(Reuters) – Food delivery startup DoorDash Inc said on Friday it now expects to raise up to $ 3.14 billion in its U.S. initial public offering (IPO) after lifting its pricing range, signaling a frenzied interest from investors.
DoorDash, the biggest U.S. third-party delivery company for restaurants, plans to sell 33 million shares at between $ 90 and $ 95 apiece, it said in a regulatory filing https://www.sec.gov/Archives/edgar/data/1792789/000119312520309968/d752207ds1a.htm. It had earlier targeted a price range of between $ 75 and $ 85 per share.
Founded in 2013, DoorDash is backed by the Vision Fund managed by Japanese tech giant SoftBank Group Corp, venture capital firm Sequoia Capital and the Government of Singapore Investment Corp (GIC), Singapore’s sovereign wealth fund.
Its market capitalization at the top end of the range would be around $ 30 billion.

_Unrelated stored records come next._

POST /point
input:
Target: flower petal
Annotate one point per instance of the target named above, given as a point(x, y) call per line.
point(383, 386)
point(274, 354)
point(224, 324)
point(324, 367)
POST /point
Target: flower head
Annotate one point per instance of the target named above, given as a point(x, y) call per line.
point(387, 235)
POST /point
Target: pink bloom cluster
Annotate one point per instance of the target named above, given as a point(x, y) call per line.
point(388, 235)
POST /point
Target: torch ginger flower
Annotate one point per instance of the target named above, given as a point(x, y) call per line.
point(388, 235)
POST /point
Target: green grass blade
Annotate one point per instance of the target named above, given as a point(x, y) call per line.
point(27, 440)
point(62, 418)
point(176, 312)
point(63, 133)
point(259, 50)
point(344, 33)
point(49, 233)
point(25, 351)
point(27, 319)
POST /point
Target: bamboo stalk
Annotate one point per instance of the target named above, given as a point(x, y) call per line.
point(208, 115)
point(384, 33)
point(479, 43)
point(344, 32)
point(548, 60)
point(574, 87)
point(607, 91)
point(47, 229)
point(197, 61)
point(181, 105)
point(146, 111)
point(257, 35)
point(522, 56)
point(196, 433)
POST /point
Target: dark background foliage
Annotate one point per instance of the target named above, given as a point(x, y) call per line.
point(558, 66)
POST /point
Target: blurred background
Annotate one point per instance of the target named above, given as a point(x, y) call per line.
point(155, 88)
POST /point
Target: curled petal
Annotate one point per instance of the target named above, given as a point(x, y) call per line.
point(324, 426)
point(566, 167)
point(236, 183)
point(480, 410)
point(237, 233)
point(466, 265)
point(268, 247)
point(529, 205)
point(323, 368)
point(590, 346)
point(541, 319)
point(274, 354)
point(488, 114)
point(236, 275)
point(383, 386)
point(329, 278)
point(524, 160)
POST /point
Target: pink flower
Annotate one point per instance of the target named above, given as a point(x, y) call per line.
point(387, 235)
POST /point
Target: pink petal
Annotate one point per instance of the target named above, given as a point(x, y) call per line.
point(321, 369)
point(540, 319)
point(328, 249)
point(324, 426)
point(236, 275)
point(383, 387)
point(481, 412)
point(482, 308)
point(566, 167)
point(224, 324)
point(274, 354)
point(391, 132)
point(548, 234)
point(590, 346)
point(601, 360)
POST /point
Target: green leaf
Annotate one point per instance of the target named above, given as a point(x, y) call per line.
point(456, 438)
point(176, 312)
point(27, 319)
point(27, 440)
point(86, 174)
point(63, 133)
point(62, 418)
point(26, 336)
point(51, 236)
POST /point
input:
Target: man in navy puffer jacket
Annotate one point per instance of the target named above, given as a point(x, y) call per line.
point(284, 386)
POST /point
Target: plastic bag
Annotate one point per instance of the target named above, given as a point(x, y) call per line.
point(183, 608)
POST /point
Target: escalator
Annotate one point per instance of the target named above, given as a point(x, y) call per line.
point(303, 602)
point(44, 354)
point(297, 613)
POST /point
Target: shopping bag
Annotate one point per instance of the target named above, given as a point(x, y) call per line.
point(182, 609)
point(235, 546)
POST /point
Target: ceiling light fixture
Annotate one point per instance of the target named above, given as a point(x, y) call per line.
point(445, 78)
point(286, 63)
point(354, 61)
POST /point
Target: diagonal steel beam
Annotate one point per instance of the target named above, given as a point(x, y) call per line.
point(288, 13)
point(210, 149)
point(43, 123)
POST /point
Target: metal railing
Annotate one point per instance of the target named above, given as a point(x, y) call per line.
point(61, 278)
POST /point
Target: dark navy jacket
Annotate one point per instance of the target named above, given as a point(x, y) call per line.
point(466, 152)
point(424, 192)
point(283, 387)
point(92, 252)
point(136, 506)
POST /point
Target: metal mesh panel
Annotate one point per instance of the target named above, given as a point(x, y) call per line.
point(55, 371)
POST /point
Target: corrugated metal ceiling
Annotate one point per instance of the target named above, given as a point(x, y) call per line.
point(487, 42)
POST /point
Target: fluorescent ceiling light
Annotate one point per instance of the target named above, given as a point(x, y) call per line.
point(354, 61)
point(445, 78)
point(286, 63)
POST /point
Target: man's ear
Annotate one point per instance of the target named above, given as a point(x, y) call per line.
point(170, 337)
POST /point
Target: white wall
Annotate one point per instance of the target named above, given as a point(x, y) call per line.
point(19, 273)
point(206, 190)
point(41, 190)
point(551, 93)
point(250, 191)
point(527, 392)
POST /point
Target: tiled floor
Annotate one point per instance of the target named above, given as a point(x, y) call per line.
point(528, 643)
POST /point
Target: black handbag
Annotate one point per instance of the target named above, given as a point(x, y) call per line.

San Francisco-based DoorDash plans to list its shares on the New York Stock Exchange under the ticker “DASH” this month. It had confidentially filed for an IPO in February.
DoorDash and rivals Uber (NYSE:) Eats, Grubhub Inc and Postmates Inc have benefited from a surge in demand for food delivery services due to widespread COVID-19 restrictions.
Goldman Sachs (NYSE:) and J.P. Morgan are the lead underwriters for the offering.